玻璃珠和FCC颗粒在扩径段和等径段内的气固流动波动能量分布对比研究

Figure 14 shows a comparison of the wavelet energy distribution of glass beads and FCC particles concentration fluctuations under typical operation conditions in the expanding and equidiameter sections. It can be observed that the energy share distribution of the two types of particles at various scales in the equidiameter section is the same as that in the expanding section. However, for the same flow scale at the same radial position, the energy share changes of the particles with different densities in the expanding and equidiameter sections are both similar and different. Taking the wall region as an example, the energy share of glass beads at the macroscopic scale increases with the height, whereas that of FCC particles decreases. However, at the mesoscopic scale in the expanding section, the energy share of both types of particles is greater than that in the equidiameter section, indicating an increased complexity of the effect of particle properties on the gas-solid flow in the variable-diameter riser.

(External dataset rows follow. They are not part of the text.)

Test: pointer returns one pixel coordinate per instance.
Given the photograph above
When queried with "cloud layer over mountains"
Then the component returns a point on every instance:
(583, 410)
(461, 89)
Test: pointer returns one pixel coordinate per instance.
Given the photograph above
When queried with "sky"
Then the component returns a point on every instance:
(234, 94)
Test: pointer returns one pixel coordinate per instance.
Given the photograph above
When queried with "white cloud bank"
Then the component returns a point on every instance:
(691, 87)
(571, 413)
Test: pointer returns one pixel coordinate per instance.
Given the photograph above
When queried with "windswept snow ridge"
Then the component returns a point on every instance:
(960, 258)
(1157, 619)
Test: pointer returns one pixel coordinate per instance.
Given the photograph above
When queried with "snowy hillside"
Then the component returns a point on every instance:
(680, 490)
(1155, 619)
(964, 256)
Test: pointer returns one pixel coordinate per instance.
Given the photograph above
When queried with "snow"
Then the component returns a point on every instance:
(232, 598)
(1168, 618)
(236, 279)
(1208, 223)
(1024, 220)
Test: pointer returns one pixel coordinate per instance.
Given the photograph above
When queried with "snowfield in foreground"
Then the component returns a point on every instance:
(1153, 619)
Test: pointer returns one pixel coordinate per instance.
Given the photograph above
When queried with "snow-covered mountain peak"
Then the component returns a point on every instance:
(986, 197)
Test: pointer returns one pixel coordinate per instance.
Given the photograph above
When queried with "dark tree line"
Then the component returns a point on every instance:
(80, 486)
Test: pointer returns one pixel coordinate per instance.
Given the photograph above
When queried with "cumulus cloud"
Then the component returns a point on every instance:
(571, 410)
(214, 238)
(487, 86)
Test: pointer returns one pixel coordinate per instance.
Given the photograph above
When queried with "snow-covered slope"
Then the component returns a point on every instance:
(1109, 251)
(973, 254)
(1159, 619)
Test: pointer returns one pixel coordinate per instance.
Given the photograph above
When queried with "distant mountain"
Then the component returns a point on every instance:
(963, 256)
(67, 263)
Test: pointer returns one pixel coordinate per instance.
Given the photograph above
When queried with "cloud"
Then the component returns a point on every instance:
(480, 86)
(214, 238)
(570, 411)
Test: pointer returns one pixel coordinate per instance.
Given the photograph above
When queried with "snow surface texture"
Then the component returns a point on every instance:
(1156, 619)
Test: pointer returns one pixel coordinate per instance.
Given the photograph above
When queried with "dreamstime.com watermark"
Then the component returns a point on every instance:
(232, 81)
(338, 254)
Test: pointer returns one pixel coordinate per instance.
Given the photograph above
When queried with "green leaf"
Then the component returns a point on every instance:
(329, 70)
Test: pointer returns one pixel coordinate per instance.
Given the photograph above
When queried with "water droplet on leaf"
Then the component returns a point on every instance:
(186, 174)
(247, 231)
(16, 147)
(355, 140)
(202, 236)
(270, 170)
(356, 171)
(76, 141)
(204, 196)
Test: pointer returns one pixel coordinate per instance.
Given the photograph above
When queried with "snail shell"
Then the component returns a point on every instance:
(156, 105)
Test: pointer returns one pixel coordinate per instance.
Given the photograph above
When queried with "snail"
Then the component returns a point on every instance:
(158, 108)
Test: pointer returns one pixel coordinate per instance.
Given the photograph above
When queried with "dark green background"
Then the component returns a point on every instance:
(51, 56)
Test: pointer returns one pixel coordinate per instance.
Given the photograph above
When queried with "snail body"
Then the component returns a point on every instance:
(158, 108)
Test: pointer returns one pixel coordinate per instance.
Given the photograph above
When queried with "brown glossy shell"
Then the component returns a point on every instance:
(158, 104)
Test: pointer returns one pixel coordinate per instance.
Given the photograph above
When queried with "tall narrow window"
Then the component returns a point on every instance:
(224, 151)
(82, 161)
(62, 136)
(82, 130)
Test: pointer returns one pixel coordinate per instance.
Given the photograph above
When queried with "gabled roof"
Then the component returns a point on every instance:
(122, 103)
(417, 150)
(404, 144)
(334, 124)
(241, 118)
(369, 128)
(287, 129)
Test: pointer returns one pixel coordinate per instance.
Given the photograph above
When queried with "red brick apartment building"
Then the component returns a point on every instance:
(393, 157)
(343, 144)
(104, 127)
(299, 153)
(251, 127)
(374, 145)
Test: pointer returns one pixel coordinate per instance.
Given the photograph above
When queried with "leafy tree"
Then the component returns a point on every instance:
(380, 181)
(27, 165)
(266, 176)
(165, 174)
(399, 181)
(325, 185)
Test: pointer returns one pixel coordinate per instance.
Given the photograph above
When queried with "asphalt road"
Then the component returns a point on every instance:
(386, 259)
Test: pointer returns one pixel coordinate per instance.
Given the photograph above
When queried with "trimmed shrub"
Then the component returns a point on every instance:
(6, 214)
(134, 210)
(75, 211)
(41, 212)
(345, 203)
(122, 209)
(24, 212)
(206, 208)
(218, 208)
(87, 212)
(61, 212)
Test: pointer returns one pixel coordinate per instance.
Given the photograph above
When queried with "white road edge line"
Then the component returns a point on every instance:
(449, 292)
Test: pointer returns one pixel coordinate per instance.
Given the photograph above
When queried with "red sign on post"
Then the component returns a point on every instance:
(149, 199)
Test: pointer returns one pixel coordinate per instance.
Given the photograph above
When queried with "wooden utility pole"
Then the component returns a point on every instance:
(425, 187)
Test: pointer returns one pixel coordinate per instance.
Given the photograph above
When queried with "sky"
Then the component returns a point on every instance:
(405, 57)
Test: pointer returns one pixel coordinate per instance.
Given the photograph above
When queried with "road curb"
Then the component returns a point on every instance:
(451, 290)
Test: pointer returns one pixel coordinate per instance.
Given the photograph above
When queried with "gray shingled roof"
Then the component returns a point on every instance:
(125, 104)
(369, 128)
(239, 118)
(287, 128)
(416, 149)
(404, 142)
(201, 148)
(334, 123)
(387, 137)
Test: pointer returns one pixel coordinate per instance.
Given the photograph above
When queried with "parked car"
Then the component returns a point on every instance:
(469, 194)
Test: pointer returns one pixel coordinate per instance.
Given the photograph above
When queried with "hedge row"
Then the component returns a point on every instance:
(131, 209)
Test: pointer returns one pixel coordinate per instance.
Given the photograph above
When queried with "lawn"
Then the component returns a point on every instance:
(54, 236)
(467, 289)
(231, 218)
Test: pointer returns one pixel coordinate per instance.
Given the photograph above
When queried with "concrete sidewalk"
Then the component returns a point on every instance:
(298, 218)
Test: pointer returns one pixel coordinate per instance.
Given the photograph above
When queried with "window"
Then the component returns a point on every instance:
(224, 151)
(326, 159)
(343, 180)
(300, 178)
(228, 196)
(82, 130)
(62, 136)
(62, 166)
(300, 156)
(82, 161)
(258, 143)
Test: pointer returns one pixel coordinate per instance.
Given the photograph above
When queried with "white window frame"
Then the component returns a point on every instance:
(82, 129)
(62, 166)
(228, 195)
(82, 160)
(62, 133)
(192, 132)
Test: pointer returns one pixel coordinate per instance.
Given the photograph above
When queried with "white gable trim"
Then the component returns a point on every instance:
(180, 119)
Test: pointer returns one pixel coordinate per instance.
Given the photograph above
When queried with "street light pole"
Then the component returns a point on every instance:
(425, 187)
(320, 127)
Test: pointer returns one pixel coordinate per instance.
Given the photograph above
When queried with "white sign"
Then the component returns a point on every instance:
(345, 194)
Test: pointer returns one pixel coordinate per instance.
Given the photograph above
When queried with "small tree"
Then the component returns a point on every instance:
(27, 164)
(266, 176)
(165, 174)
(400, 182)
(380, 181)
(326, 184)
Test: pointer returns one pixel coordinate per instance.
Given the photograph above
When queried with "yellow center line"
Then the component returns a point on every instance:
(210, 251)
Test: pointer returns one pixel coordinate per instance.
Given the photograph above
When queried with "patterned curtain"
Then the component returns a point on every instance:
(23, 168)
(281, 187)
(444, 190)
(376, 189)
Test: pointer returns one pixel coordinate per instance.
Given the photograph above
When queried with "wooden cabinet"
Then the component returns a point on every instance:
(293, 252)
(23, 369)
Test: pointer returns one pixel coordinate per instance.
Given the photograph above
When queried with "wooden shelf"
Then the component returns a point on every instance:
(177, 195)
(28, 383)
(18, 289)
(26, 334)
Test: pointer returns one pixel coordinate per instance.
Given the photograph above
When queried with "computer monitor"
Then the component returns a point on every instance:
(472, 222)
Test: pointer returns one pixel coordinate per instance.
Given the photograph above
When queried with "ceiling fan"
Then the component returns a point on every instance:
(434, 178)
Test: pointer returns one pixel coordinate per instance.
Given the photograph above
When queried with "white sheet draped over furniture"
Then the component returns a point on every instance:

Consistent with the previous section, the energy share at the mesoscopic and macroscopic scales of glass beads is higher than that of FCC particles in each radial position in the expanding section, while the energy share at the microscopic scale is lower than that of FCC particles. However, in the equidiameter section, the energy share at the mesoscopic and microscopic scales of FCC particles is higher than that of glass beads, while the macroscopic scale share is still lower than that of glass beads. This may be due to the fact that the dense glass bead particles tend to accumulate and retain more in the expanding section than FCC particles, resulting in a decrease in the glass bead concentration in the upper equidiameter section. The above phenomena also indicate that the effect of particle density properties on the macroscopic flow is consistent in the expanding and equidiameter sections, but has opposite effects on the micro-mesoscopic flow structure and motion intensity in the expanding and equidiameter sections. Moreover, the change in energy share at the macroscopic scale due to particle density in the equidiameter section is greater than that in the expanding section, indicating that the macroscopic gas-solid flow structure in the expanding section is less affected by particle properties, i.e., the flow state is more stable. The effect of particle density on the energy share distribution at the micro-mesoscopic scales in the equidiameter and expanding sections does not show a consistent rule at each radial position, implying the complexity of particle migration, collision, and agglomerate motion. In addition, at the same radial position, as the particle density increases, the change in energy share at the microscopic scale for particle flow in the expanding and equidiameter sections decreases, while the difference in energy share at the mesoscopic and macroscopic scales increases.